В качестве дополнительной приманки публике был предложен бой быка с медведем — тоже уступка вкусам американцев, которые объявили, что бой быков — «тоска зеленая» и что быку не дают как следует развернуться. Я рад, что могу избавить читателя от обычных реалистических кошмаров, ибо в калифорнийском варианте мало что сохранилось от той жестокости, которой отличается это зрелище на своей родине. Вместо заезженных, понурых кляч в нем принимали участие молодые, горячие мустанги, а искусство верховой езды, демонстрируемое пикадорами, было не только замечательно само по себе, но и обеспечивало почти полную безопасность как коню, так и всаднику. Мне никогда не приходилось видеть, чтобы лошадь встретила смерть от рогов быка, и хоть случалось порой, что, сделав крутой поворот, чтобы увернуться от быка, неумелый всадник вылетал из седла, он, как правило, вновь садился на коня целым и невредимым.
Путь на Пласа–дель–Торос шел по запустелой, мощенной черепицей окраине старой испанской деревушки.

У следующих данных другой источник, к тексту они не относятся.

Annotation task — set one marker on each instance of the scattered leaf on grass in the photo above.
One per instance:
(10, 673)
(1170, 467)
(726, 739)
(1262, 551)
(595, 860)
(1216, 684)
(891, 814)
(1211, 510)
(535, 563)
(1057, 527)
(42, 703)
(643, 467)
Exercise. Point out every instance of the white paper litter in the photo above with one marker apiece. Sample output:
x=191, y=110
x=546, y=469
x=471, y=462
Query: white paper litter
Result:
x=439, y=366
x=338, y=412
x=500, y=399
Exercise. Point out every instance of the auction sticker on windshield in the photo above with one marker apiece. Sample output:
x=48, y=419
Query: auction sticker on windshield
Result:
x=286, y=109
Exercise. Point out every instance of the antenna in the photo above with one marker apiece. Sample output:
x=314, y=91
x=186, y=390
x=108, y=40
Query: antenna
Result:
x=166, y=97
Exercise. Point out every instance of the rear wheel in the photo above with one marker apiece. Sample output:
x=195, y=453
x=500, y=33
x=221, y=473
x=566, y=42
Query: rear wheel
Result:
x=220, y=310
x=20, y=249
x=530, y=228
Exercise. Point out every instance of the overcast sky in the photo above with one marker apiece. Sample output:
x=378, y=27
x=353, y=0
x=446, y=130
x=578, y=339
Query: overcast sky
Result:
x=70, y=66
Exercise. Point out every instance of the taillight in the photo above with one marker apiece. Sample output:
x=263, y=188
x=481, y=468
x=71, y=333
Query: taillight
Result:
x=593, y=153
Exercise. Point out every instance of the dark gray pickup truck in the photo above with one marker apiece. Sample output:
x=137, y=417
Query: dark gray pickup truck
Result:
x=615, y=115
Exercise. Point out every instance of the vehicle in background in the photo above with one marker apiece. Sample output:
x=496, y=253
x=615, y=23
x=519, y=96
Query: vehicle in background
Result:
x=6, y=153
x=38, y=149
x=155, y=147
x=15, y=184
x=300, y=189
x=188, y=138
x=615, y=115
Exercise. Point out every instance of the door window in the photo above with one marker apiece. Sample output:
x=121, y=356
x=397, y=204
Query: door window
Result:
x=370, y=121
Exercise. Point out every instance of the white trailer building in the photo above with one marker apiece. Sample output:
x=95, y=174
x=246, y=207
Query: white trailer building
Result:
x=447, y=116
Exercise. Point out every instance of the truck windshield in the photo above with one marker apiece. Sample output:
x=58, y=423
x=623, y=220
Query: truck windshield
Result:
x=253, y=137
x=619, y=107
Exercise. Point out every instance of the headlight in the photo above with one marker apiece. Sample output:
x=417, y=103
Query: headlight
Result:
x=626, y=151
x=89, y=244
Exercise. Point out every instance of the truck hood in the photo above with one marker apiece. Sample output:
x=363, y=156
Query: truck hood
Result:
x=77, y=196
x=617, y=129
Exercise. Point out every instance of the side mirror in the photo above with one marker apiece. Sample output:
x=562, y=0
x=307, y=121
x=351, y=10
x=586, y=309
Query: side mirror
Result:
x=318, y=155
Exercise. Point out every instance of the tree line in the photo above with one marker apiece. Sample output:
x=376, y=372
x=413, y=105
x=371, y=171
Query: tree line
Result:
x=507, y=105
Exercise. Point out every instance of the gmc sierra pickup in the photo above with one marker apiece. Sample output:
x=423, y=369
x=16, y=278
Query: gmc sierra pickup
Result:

Там высилось грубое овальное сооружение в виде амфитеатра с растрескавшимися белеными стенами и трибунами, крытыми лишь частично — над скамьями, отведенными для местной «знати», где сейчас расположились лавочники со своими женами, а среди них — несколько заезжих американцев и владельцев ранчо. Резкие порывы послеполуденного пассата вздымали с арены в воздух мельчайшую глинистую пыль, но вместе с тем, к счастью, хоть немного рассеивали густой запах чеснока и едкие клубы табачного дыма от дешевых маисовых сигар. Я облокотился на перила второго яруса, ожидая появления жиденькой и яркой, точно в цирке, процессии с ключами от загона, где находились быки, — и тут внимание мое привлекло какое‑то движение на балконе для избранных. Среди шатких скамеек в первый ряд пробирались дама и господин, очевидно, незнакомые прочей публике. С некоторым удивлением я узнал геолога и с еще большим — его даму. Это была мисс Мэннерсли в ладном, отлично сшитом уличном костюме, который резко выделялся своими сдержанными тонами на фоне пестро разодетой толпы.
Впрочем, я, возможно, был менее ошеломлен, чем другие зрители, ибо не только начинал уже привыкать к причудам этой молодой особы точно так же, как привык к выходкам Энрикеса, но и был убежден, что ее дядюшка вполне мог разрешить ей прийти — как в ответ на любезность устроителей, заменивших воскресное представление субботним, так и для того, чтобы снискать этим расположение своих предполагаемых друзей — католиков. Я наблюдал за нею, пока не был выпущен — и после сравнительно недолгой возни с пикадорами и бандерильеро прикончен — первый бык. В тот момент, когда к быку приблизился матадор со своим смертоносным оружием, я без всякого сожаления воспользовался предлогом отвернуться и взглянул на мисс Мэннерсли. Руки ее лежали на коленях, голова чуть склонилась над ними. Я решил, что и она опустила глаза, чтобы не видеть жестокой сцены, но, к ужасу своему, обнаружил, что она держит в руке альбом для рисования и просто–напросто делает наброски! Я предпочел перевести взгляд на умирающего быка.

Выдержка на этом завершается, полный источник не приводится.